A regional councillor and a harm reduction executive are urging Niagara leaders to push for a federal government task force to explore the decriminalizing of all drugs in Canada.
St. Catharine’s Coun. Laura Ip is set to present the motion at Niagara’s regional council meeting on Thursday in the hopes of getting the attention of the federal government’s Minister of Health Patty Hajdu and Minister of Justice David Lametti.
Ip’s submission leans on a report released by the Canadian Association of Chiefs of Police (CACP) in July calling for the decriminalization of simple possession of illicit drugs suggesting that decriminalization for simple possession is an “effective way to reduce the public health and public safety harms associated with substance use.”
The association called for the creation of a national task force to look into drug policy reform with the potential goal of finding alternatives to criminal sanctions for simple possession and more supports for the availability and integration of drugs into health and social programs.
Glen Walker, Positive Living Niagara’s executive director and co-chair of the Overdose Prevention Network of Niagara (OPNN), says such a move could be an “important tool” in fighting rising overdose cases in the region.
“I think for us, it’s really about how do we change the thinking about people with addictions from ‘you’re a criminal’ to ‘this is a health issue,'” said Walker.
“We’re not really saying people should get off scot-free (for drug possession), what we are saying is what mechanisms are in place to have them talk to a medical professional or discuss what they need in terms of help and support.”
Walker says his organization has seen examples of success with the model in Portugal, where they’ve had decriminalization for minor possession for quite some time.
“They’ve seen dramatic drops in the rates of transmission of infections like HIV, for example,” Walker said. “The death rates have dropped dramatically from overdoses.”
Niagara’s opioid overdose fatalities have increased year over year, according to public health.

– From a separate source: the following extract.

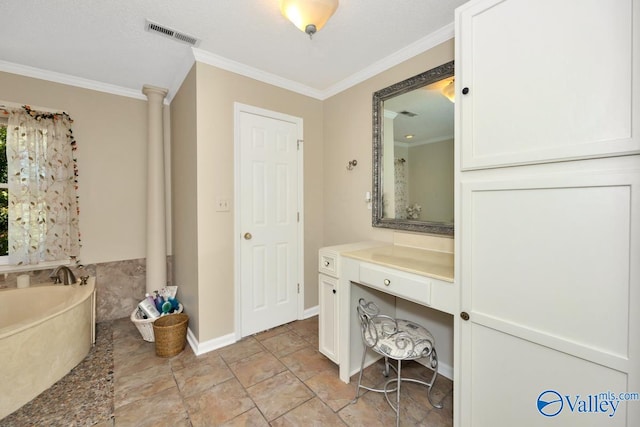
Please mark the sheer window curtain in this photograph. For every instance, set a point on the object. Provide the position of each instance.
(42, 173)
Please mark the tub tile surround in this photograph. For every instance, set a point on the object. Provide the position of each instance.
(120, 285)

Recent numbers from Emergency Medical Services (EMS) show opioid overdose calls are on the rise with 400 suspected opioid overdose responses between January and August of 2020, which is about 50 calls per month.
In 2019, the service responded to 498 calls for the entire year for an average of 41.5 calls per month.
A total of 89 people died from suspected opioid overdoses in 2019. Public health says 56 people in the region have died from suspected overdoses in the first five months of this year.
Walker believes that’s only the tip of the proverbial iceberg as the OPNN estimates that only about 20 per cent are actually calling 911 when there’s an overdose.
“It’s because there’s this fear they’ll be charged,” said Walker. “If we can remove some of that, then we’ll have more people reaching out for help in crisis.”
He goes on to say he is seeing a “ground-swell” of support from local governments for a federal task-force.
“I think there is a growing momentum here,” Walker said, “St. Catherine’s city council passed a motion and Niagara Falls city council is looking at this issue.”
Prime Minister Justin Trudeau told Global News in December that the federal government is not considering decriminalizing drugs.
Trudeau said Ottawa would be looking at “other things,” like safe consumption sites, to mitigate the opioid issue and that further decisions would be made “based on science.”